Comments: Limited run kit, photo-etch details for cockpit and rear Scarff ring for Lewis guns
The Breguet 14 was a French biplane bomber and reconnaissance aircraft of World War I. It was built in very large numbers and production continued for many years after the end of the war. Apart from its widespread usage, it was noteworthy for becoming the first aircraft in mass production to use large amounts of metal rather than wood in its structure. This allowed the airframe to be lighter than a wooden airframe of the same strength, in turn making the aircraft very fast and agile for its size, able to outrun many of the fighters of the day. Its strong construction was able to sustain much damage, it was easy to handle and had good performance. The Breguet 14 is often considered one of the best aircraft of the war.
Following evaluation in February 1917, the Breguet 14 was accepted for both these roles, and in March, orders were placed for 150 reconnaissance aircraft and 100 bombers, designated Breguet 14 A.2 and 14 B.2 respectively (by 1918 written Breguet XIV A2/B2). The A.2 was equipped with a camera, with some carrying radios, while the lower wing of the 14 B.2 was modified slightly in order to accommodate bomb racks (built by Michelin). Both variants featured automatic, bungee-cord operated aerodynamic flaps, but these were not fitted to production aircraft. A number of B2 models were equipped with the U.S.-built Liberty engine and were designated Breguet 14 B2 L.
Following successful deployment by the French, the type was also ordered by the Belgian Army (40 aircraft) and the United States Army Air Service (over 600 aircraft). Around half the Belgian and US aircraft were fitted with Fiat A.12 engines due to shortages of the original Renault 12F. By the end of World War I, some 5,500 Breguet 14s had been produced.
The type continued to be widely used after the war, equipping the French occupation forces in Germany and being deployed to support French troops in the colonies. A special version was developed for the harsh conditions encountered overseas, designated 14 TOE (Théatres des Operations Extérieures). These saw service in putting down uprisings in Syria and Morocco, in Vietnam and in France's attempted intervention in the Russian Civil War. The last trainer examples were not withdrawn from French military service until 1932.

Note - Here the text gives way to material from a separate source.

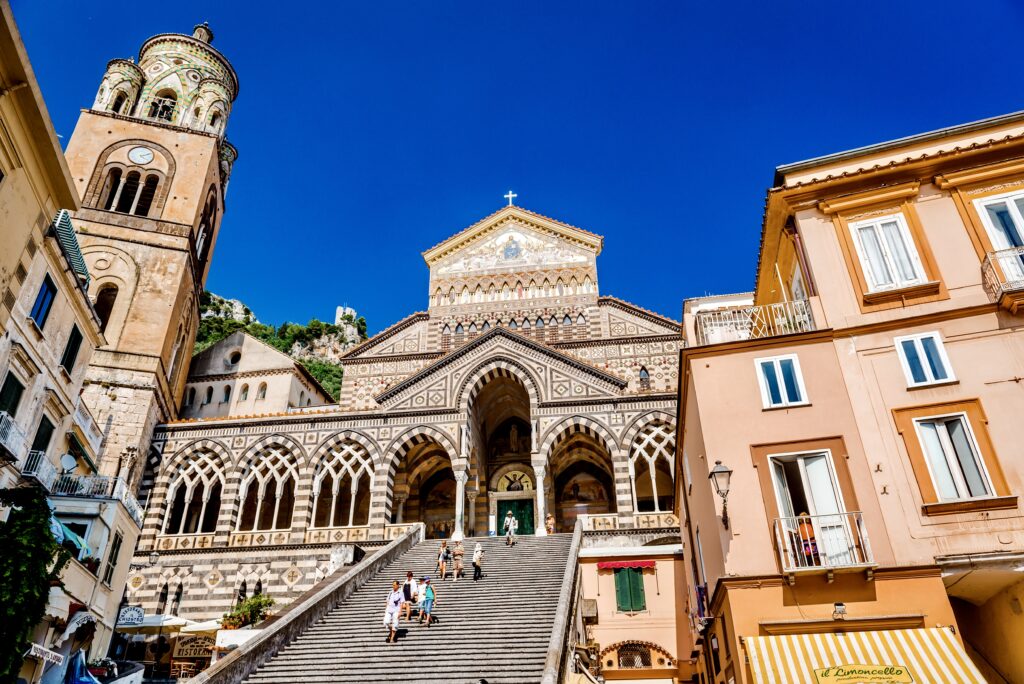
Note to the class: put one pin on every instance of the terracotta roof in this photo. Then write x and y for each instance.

By the time it was retired, the Breguet 14 had served in the air forces of France, Belguim, Brazil, China, Czechoslovakia, Denmark, Finland, Greece, Japan (where is was license-built by Nakajima), Siam, Poland, Spain and Uruguay.
Specifications (14 B.2)
Length: 8.87 m (29 ft. 1 in.)
Wingspan: 14.36 m (47 ft .1 in.)
Height: 3.30 m (10 ft. 10 in.)
Empty weight: 1,010 kg (2,227 lb)
Max takeoff weight: 1,536 kg (3,386 lb)
Powerplant: 1 × Renault 12Fe, 224 kW (300 hp)
Maximum speed: 175 km/h (95 kn, 109 mph)
Range: 900 km (486 nmi, 560 mi)
Service ceiling: 6,000 m (19,685 ft)
Rate of climb: 292 m/s (960 ft/min)
Wing loading: 32 kg/m² (at max. takeoff weight) (6.6 lb/ft²)
Power/mass: 145 W/kg (at max. takeoff weight) (0.09 hp/lb)
Guns: One fixed 7.7 mm (.303 in) Vickers machine gun
Two flexible 7.7 mm (.303 in) Lewis Guns for observer
Bombs: 300 kg (660 lb)
The bottom of the side-opening box has three excellent profile and top view color illustrations, with an illustration of one-half of the undersurface of the wing for all three versions: two for the French Air Arm, and one for a post-war aircraft of the Czechoslovakian Air Force. There is also a paint guide on the box bottom providing specific references for the Humbrol and Agama paint lines. The decals are by Tally Ho and appear to be of excellent quality, thin, perfectly in register and with no evidence of color bleed.
A detailed kit of an important WWI reconnaissance and attack aircraft. It is more affordable than its resin counterpart, CMK's 1/72 scale Breguet 14 B.2, by $10 - $12.00, and being mostly plastic, should provide for a simpler build. Highly recommended.